Controversy has been stirred by a system of mobile euthanasia units that will travel around the country to respond to the wishes of sick people who wish to end their lives in the Netherlands.
The scheme was started on Thursday and will be sending six specialized teams of specially trained doctors and nurses to the homes of people whose own doctors have refused to carry out patients' requests to end their lives. The launch of the so-called Levenseinde, or “Life End”, house-call units – whose services are being offered to Dutch citizens free of charge – coincides with the opening of a clinic of the same name in The Hague, which will take patients with incurable illnesses as well as others who do not want to die at home. The scheme is an initiative by the Dutch Association for a Voluntary End to Life (NVVE), a 130,000-member euthanasia organization that is the biggest of its kind in the world.

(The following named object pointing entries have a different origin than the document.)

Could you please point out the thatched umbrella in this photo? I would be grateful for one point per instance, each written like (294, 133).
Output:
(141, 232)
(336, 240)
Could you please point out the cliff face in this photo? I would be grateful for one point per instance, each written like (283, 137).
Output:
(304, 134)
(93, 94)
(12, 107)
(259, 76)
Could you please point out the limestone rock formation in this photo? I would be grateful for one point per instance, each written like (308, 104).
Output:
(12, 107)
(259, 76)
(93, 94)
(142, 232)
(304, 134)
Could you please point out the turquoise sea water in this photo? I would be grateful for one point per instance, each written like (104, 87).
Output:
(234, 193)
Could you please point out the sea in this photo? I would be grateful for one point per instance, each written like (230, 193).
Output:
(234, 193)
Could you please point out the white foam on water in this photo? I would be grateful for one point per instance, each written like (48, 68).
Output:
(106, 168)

“From Thursday, the Life End clinic will have mobile teams where people who believe they are eligible for euthanasia can register,” Walburg de Jong, a NVVE spokesman, said. “If they do comply, the teams will be able to carry out the euthanasia at patients' homes should their regular doctors be unable or refuse to help them,” he added.
The Netherlands was the first country to legalize euthanasia in 2002 and its legislation on the ‘right to die’ is considered to be the most liberal in the world. But doctors cannot be forced to comply with the wishes of patients who request the right to die and many do refuse, which was what prompted NVVE to develop a system to fill the gap.
The group explained that sick people or their relatives can submit their applications via telephone or email and if the patient's request fulfils a number of strict criteria, the team is then dispatched. Legal guidelines state that the person must be incurably sick, be suffering unbearable pain and have expressed the wish to die voluntarily, clearly and on several occasions.
According to De Jong, the team will make contact with the doctor who has refused to help the patient to die and ask what his or her reasons were. More often than not, he said, the motivations are religious or ethical, adding that sometimes doctors were simply not well enough informed about the law. If the team is satisfied that the patient's motives are genuine, they will contact another doctor with whom they will start the euthanasia process. “They will first give the patient an injection, which will put them into a deep sleep, then a second injection follows, which will stop their breathing and heart beat,” De Jong said.
Every year 2,300 to 3,100 mercy killings are carried out in the Netherlands, although opponents of the practice claim the figure is much higher because many cases are not registered.
The mobile euthanasia plan, which received the thumbs-up from Dutch health minister Edith Schippers in the Dutch parliament, has been met with scepticism from one of the Netherlands' largest medical lobbies. The Royal Dutch Society of Doctors says it doubts whether the “euthanasia doctors” will be able to form a close enough relationship with a patient to make a correct assessment.
But Bert Dorenbos who represents the Dutch Cry for Life campaign group thinks mobile units push the limits of the legislation too far. “It's a crazy idea. It's an excuse for pro-euthanasia people to push their agenda. I think it's a PR campaign more than caring for patients who are suffering. 'Come to our clinic and we will help you die.' They make it sound so easy and simple and it should not be that way.”
But Jan Kuyper, of the Life End Clinic Foundation, said, “We're not trying to push any boundaries here.” He said it was quite possible that the mobile teams would not end up carrying out a mercy killing, either due to medical questions about the case or if doubt is cast on the patient's motives. The NVVE says its teams are expected to receive around 1,000 assisted suicides requests per year.
Eventually the organization expects to deal with about 1,000 cases a year, and say they will not charge the patients. Initially the organization itself will cover the costs, although they're currently in discussions with insurance companies to try and reach an agreement that will allow the mobile euthanasia unit service to be available through Dutch medical insurance.
The anti-euthanasia lobby is furious, branding the mobile euthanasia units “death squads” and accusing the government of not doing enough to enforce the strict medical codes of practice that accompanies the procedure. In neighboring Germany, where mercy killings are strictly illegal, euthanasia opponents were particularly vocal in expressing their outrage at the developments. “This is an inhumane proposal,” said the German Hospice Foundation, while the group Life Rights for Everyone called it a “warped understanding of [the meaning of] autonomy”.
Belgium also legalized euthanasia in 2002, and assisted suicide has been allowed in Switzerland since the 1940s. In the UK there have been discussions about changing the law for many years, and a recent report published by the Commission on Assisted Dying, funded by campaigners who want to see a change in the law, recommended the legalization of euthanasia in the UK.